Among myriad measures, there ought to be strong investment promotion agencies (IPAs) which can drive investment facilitation across government machinery, sound contract laws, investment in human capital, intellectual property protection and engaging into international cooperation such as signing more Bilateral Investment Treaties (BITs) and devising multilateral agenda "that leaves no one behind."In the multilateral agenda, issues such as the vulnerability of developing countries to volatile commodity markets, given the slowdown of global trade and decline of commodity prices, can be addressed.
At national level many countries have set up policy schemes to attract investment, particularly foreign investment. It is noteworthy that between 2010-2015, more than 173 new investment related policies were introduced around the globe. Almost half of these measures were related to investment incentives followed by special economic zones, and only 23 per cent focused on investment facilitation (Fig.1).
A study by the UNCTAD found that only 20 per cent of the national investment laws deal with specific aspects of investment facilitation, such as one-stop shops. Meanwhile, at the international level, most of the international investment agreements (IIAs), which are more than 3300, do not have any strong investment facilitation actions ingrained in them. In sum, investment facilitation has a structural gap in both national and international level.
To specifically address the gap of investment facilitation, the UNCTAD's "Global Action Menu for Investment Facilitation", an updated version of which just got released in September, is an apt playbook for policymakers. The Menu proposed a number of action lines with options for investment policymakers. It contains specific actions to support investment facilitation in low income countries such as Bangladesh. Among them the following elements of the action lines are noteworthy:
* SINGLE WINDOW: A single window for all enquiries concerning investment applications ought to be established.

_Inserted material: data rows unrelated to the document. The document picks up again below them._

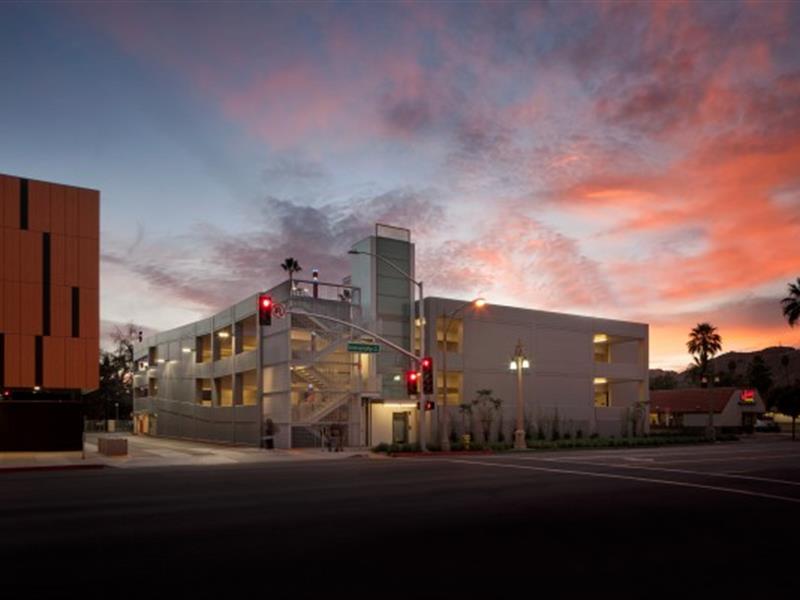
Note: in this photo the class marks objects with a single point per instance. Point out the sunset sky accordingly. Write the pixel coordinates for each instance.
(636, 161)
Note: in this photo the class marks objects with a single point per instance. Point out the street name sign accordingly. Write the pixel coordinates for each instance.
(363, 347)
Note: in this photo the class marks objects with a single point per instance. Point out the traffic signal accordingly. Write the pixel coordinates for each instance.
(265, 309)
(412, 379)
(427, 375)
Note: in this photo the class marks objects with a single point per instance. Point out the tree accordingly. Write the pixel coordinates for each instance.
(465, 409)
(759, 376)
(704, 342)
(785, 365)
(116, 377)
(791, 304)
(664, 381)
(291, 266)
(787, 400)
(732, 371)
(487, 406)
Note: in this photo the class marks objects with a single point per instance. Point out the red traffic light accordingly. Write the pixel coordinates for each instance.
(411, 382)
(265, 310)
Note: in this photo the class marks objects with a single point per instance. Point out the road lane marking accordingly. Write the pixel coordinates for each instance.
(730, 475)
(624, 452)
(670, 482)
(668, 461)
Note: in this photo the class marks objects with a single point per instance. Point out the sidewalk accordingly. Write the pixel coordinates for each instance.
(146, 451)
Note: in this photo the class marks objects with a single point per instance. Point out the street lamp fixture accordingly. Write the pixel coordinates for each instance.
(444, 439)
(519, 363)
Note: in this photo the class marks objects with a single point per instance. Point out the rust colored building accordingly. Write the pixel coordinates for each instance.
(49, 297)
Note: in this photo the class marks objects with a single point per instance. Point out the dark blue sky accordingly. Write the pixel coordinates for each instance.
(628, 160)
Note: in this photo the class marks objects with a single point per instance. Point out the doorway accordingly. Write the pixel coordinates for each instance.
(400, 428)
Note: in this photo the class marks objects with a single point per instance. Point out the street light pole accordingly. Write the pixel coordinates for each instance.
(518, 363)
(422, 348)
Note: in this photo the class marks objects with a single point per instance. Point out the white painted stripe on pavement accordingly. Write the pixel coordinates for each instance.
(691, 460)
(688, 472)
(712, 488)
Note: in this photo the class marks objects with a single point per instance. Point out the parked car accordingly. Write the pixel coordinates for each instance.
(766, 424)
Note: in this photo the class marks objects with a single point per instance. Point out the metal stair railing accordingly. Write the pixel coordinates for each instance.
(308, 413)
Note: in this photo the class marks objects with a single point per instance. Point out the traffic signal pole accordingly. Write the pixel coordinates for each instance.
(422, 426)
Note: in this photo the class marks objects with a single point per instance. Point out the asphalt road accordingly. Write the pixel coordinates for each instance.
(699, 521)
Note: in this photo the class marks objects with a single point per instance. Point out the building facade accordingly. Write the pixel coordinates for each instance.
(301, 381)
(695, 408)
(49, 311)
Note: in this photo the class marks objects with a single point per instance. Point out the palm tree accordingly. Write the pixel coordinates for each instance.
(291, 266)
(791, 304)
(704, 342)
(785, 365)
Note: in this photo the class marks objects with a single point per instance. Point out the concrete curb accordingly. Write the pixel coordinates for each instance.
(437, 453)
(49, 468)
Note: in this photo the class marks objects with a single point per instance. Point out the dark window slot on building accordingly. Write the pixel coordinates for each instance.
(46, 284)
(2, 360)
(39, 368)
(76, 313)
(23, 203)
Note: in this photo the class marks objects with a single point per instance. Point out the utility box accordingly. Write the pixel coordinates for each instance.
(112, 446)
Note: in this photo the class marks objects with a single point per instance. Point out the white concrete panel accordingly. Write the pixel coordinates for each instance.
(497, 343)
(562, 350)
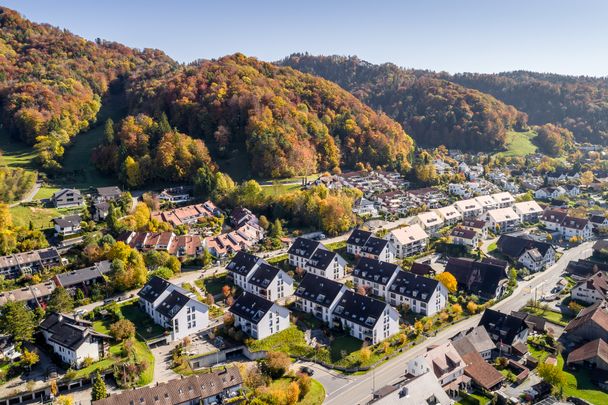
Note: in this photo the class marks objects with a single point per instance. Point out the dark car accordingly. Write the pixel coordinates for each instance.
(307, 370)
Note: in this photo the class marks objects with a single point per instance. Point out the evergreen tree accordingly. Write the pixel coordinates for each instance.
(99, 388)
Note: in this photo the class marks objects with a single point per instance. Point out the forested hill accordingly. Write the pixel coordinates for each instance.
(52, 82)
(577, 103)
(433, 110)
(285, 121)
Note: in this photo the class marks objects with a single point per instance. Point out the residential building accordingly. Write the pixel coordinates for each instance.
(430, 221)
(68, 225)
(74, 341)
(34, 261)
(509, 332)
(447, 365)
(591, 323)
(318, 296)
(485, 278)
(408, 392)
(326, 263)
(373, 275)
(449, 214)
(532, 254)
(408, 241)
(465, 237)
(469, 208)
(528, 211)
(365, 318)
(259, 317)
(67, 197)
(591, 290)
(173, 308)
(210, 388)
(422, 295)
(301, 250)
(593, 354)
(502, 220)
(357, 240)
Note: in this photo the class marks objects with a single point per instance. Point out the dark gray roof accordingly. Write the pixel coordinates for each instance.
(251, 307)
(83, 275)
(303, 247)
(359, 309)
(153, 288)
(171, 305)
(242, 263)
(358, 237)
(375, 270)
(413, 286)
(263, 275)
(320, 290)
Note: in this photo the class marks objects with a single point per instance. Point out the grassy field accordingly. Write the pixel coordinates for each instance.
(519, 144)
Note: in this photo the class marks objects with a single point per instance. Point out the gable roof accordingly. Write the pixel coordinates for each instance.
(413, 286)
(375, 270)
(303, 247)
(359, 309)
(502, 327)
(251, 307)
(320, 290)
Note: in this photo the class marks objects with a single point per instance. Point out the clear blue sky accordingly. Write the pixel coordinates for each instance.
(453, 35)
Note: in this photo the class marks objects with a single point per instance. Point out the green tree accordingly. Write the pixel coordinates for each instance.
(60, 301)
(18, 321)
(99, 388)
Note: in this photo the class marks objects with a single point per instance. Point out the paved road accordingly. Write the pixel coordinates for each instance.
(358, 389)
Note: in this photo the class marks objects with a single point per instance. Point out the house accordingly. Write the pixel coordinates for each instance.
(408, 392)
(447, 365)
(74, 341)
(549, 193)
(469, 208)
(326, 263)
(593, 354)
(509, 332)
(68, 225)
(487, 202)
(502, 220)
(187, 215)
(422, 295)
(365, 208)
(33, 296)
(485, 278)
(503, 199)
(83, 278)
(34, 261)
(449, 214)
(357, 240)
(318, 296)
(213, 387)
(528, 211)
(477, 225)
(374, 275)
(591, 323)
(532, 254)
(301, 250)
(67, 197)
(465, 237)
(379, 249)
(365, 318)
(408, 241)
(173, 308)
(258, 317)
(591, 290)
(481, 373)
(107, 194)
(430, 221)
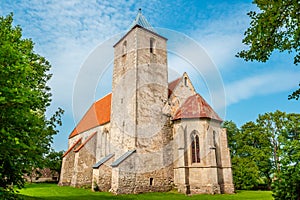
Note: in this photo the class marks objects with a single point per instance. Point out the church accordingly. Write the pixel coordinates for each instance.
(148, 134)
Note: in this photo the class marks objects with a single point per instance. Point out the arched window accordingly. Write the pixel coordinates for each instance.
(195, 149)
(152, 45)
(124, 50)
(185, 81)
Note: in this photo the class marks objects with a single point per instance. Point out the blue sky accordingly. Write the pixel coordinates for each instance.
(68, 32)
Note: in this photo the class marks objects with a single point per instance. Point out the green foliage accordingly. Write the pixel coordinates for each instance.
(51, 192)
(25, 133)
(287, 182)
(275, 27)
(265, 150)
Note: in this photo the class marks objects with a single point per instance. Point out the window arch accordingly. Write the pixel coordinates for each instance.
(124, 48)
(195, 149)
(185, 81)
(152, 45)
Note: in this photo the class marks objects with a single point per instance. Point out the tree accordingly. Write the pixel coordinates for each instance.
(25, 132)
(275, 27)
(287, 179)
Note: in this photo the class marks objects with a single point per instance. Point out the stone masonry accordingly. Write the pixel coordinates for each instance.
(148, 135)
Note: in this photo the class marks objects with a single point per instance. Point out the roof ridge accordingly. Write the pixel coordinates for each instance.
(86, 141)
(72, 146)
(103, 97)
(191, 109)
(141, 21)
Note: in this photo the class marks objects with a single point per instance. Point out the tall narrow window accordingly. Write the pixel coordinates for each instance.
(195, 149)
(151, 181)
(124, 50)
(185, 81)
(214, 139)
(152, 45)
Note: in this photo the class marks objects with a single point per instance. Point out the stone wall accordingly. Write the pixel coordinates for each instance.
(180, 93)
(85, 158)
(127, 178)
(68, 166)
(102, 176)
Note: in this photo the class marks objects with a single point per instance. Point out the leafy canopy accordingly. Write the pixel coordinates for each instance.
(275, 27)
(25, 132)
(267, 152)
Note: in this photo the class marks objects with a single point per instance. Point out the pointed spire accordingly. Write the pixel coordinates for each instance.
(141, 20)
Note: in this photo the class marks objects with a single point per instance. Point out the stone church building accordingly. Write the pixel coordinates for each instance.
(148, 134)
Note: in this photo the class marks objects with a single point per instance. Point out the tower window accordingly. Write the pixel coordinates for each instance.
(124, 49)
(152, 45)
(195, 149)
(214, 139)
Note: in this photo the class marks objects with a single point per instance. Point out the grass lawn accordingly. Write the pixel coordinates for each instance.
(52, 191)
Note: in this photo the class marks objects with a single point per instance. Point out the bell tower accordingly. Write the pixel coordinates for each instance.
(139, 88)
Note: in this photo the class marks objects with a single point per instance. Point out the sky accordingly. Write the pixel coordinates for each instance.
(76, 37)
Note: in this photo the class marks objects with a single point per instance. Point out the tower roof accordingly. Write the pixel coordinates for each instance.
(141, 21)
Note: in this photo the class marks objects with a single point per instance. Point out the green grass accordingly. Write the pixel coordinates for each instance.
(52, 191)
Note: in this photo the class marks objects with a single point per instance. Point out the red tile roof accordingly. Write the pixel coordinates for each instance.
(98, 114)
(172, 85)
(70, 149)
(88, 139)
(196, 107)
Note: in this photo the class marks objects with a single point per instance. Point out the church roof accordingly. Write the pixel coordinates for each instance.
(98, 114)
(86, 141)
(141, 21)
(196, 107)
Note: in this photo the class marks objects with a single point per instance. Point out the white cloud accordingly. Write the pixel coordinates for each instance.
(262, 84)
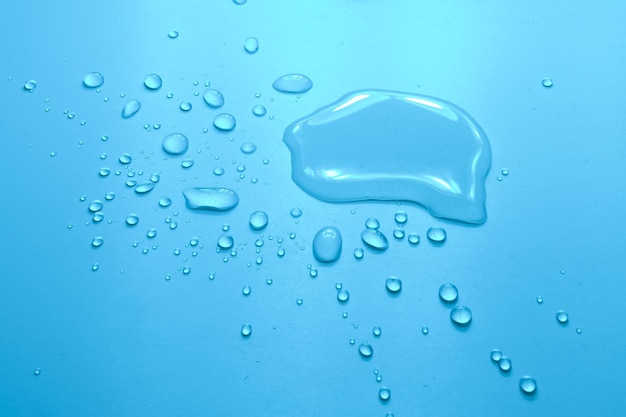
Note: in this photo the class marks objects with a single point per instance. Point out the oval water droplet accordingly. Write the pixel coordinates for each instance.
(327, 244)
(153, 81)
(374, 239)
(461, 316)
(293, 83)
(365, 350)
(131, 108)
(393, 285)
(210, 198)
(93, 80)
(258, 220)
(213, 98)
(448, 293)
(251, 45)
(224, 122)
(336, 153)
(528, 385)
(175, 144)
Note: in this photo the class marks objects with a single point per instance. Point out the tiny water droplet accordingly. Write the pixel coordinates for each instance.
(93, 80)
(461, 316)
(153, 82)
(436, 234)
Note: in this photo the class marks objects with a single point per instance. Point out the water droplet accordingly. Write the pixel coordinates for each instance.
(528, 385)
(251, 45)
(153, 82)
(258, 220)
(248, 148)
(436, 234)
(448, 293)
(343, 295)
(394, 285)
(366, 350)
(384, 394)
(413, 238)
(125, 159)
(461, 316)
(210, 198)
(144, 187)
(259, 110)
(374, 239)
(213, 98)
(327, 244)
(93, 80)
(131, 108)
(132, 219)
(293, 83)
(224, 122)
(337, 157)
(175, 144)
(95, 205)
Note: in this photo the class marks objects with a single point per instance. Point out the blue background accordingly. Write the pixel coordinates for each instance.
(124, 341)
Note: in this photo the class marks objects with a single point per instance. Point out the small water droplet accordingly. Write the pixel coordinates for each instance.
(131, 108)
(528, 385)
(293, 83)
(461, 316)
(213, 98)
(258, 220)
(251, 45)
(448, 293)
(327, 244)
(365, 350)
(224, 122)
(436, 234)
(153, 82)
(393, 285)
(375, 239)
(93, 80)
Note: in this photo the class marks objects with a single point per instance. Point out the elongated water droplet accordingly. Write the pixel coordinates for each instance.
(327, 244)
(374, 239)
(293, 83)
(251, 45)
(175, 144)
(153, 81)
(210, 198)
(224, 122)
(213, 98)
(336, 153)
(93, 80)
(131, 108)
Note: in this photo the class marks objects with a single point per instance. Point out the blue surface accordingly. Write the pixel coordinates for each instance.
(125, 341)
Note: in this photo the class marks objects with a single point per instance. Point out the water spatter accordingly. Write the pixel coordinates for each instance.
(131, 108)
(210, 198)
(153, 81)
(327, 244)
(374, 239)
(348, 151)
(175, 144)
(293, 83)
(93, 80)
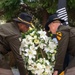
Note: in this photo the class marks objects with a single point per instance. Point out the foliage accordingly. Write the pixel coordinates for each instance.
(38, 51)
(12, 7)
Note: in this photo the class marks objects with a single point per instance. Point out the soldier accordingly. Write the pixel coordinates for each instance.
(66, 44)
(10, 40)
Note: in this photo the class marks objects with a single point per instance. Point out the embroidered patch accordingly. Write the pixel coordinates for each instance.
(59, 35)
(20, 39)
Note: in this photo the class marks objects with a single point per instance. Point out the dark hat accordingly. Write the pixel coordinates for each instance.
(24, 18)
(51, 19)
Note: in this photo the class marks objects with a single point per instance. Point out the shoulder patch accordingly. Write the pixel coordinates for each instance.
(59, 35)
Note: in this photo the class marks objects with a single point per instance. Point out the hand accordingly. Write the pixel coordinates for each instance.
(55, 73)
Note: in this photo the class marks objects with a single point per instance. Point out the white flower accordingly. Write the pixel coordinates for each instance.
(30, 53)
(39, 49)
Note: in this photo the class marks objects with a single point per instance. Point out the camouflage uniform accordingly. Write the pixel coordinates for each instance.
(10, 41)
(66, 44)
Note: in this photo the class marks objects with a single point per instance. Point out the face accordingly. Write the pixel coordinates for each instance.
(23, 27)
(53, 26)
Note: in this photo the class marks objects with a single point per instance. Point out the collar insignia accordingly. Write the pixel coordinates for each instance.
(59, 35)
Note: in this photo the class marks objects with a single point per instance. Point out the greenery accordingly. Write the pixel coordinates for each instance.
(11, 8)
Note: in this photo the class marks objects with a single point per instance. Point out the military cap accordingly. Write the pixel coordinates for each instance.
(24, 18)
(51, 19)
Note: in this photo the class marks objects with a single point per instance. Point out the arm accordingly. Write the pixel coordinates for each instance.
(61, 52)
(15, 45)
(61, 11)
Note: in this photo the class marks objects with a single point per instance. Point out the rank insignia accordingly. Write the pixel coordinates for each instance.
(59, 35)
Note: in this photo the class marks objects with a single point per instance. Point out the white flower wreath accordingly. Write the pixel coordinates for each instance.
(38, 51)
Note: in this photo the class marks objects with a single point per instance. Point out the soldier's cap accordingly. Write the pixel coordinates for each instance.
(24, 18)
(51, 19)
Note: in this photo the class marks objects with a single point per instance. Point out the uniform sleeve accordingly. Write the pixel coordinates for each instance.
(62, 49)
(15, 45)
(62, 11)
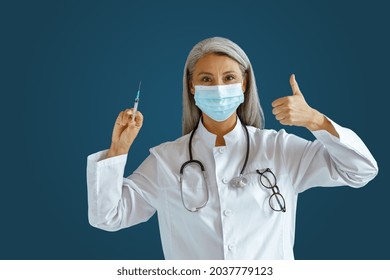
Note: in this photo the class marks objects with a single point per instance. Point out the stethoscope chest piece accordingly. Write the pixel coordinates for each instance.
(239, 182)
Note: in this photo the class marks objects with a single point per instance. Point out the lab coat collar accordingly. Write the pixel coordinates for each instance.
(231, 138)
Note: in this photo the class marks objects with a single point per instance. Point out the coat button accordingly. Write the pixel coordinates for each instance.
(227, 212)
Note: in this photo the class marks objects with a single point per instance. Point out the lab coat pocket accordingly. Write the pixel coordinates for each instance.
(259, 193)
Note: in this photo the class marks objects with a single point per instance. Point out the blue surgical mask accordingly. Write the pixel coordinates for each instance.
(219, 102)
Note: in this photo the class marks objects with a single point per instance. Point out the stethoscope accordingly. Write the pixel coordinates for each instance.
(237, 182)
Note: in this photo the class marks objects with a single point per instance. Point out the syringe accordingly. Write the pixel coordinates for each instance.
(136, 102)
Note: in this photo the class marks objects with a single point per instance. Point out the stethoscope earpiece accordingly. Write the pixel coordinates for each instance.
(239, 182)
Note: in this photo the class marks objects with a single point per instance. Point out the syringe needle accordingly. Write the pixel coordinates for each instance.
(136, 102)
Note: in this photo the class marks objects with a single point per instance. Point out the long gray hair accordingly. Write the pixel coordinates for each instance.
(250, 112)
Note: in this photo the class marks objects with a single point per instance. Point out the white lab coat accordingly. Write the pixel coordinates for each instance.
(236, 223)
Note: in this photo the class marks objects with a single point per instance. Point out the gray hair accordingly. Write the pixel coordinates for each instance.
(250, 112)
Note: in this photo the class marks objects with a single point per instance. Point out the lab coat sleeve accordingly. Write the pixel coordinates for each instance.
(115, 202)
(328, 161)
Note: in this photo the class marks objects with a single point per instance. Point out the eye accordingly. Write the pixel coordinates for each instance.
(230, 78)
(206, 79)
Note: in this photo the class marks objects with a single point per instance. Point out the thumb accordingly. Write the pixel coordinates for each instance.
(294, 86)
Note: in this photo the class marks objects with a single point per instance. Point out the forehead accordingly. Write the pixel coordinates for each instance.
(215, 63)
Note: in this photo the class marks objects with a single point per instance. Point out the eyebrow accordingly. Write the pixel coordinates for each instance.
(224, 73)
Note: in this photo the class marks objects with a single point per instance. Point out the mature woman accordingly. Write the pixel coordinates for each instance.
(228, 188)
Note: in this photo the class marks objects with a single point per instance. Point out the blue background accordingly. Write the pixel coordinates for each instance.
(69, 67)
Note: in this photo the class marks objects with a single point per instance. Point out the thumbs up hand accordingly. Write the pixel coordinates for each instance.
(293, 109)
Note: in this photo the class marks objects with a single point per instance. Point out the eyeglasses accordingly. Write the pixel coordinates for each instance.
(268, 180)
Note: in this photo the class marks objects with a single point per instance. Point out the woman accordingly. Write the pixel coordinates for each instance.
(244, 207)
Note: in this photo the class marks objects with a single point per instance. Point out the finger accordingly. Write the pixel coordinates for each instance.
(294, 85)
(278, 109)
(279, 101)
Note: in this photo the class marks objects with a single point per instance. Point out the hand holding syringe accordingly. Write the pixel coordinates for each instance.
(126, 128)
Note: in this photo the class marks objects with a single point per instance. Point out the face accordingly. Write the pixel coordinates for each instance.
(213, 69)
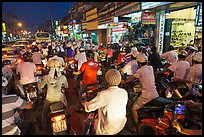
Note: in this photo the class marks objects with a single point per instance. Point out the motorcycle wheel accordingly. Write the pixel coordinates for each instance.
(145, 129)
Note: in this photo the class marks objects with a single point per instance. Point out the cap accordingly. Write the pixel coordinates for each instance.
(142, 58)
(197, 57)
(113, 77)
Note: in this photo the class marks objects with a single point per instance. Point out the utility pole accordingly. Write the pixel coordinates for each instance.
(51, 18)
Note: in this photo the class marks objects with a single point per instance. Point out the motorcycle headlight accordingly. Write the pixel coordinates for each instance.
(58, 118)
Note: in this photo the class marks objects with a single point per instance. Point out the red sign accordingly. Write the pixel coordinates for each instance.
(148, 17)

* DISPUTE SETTLEMENT MECHANISM: A friendly dispute settlement mechanism to facilitate dispute prevention and resolution vis-à-vis investment is essential.
* EFFICIENT ADMINISTRATIVE PROCEDURES: Improve the efficiency of investment administrative procedures whereby timebound approval to speed up processes would be established.
* INVESTMENT FACILITATION SERVICES: Increase capacity of Investment Promotion Agencies (IPAs) on business and investment facilitation services, including support in compliance processes. Build capacities for post-investment services, including expansion of existing operations.
* STAKEHOLDER CONSULTATION: The consultation with private sector and investment stakeholders throughout the lifecycle of the investment has to be maintained.
* ELIMINATE CORRUPTION: Collaborate on anti-corruption measures at international and domestic level in the investment process.
* URBAN DEVELOPMENT: For developing countries like Bangladesh, which faces grave urban migration problem, and severe deficiencies in urban infrastructure, IPAs focused on urban investment may be established.
While opportunity beckons, Bangladesh faces enormous challenges in raising its investment rate to attain the Seventh Five Year Plan's goal of sustained 8.0 per cent GDP growth by 2020. It is about time the investment facilitation becomes an integral part of its long-term strategy.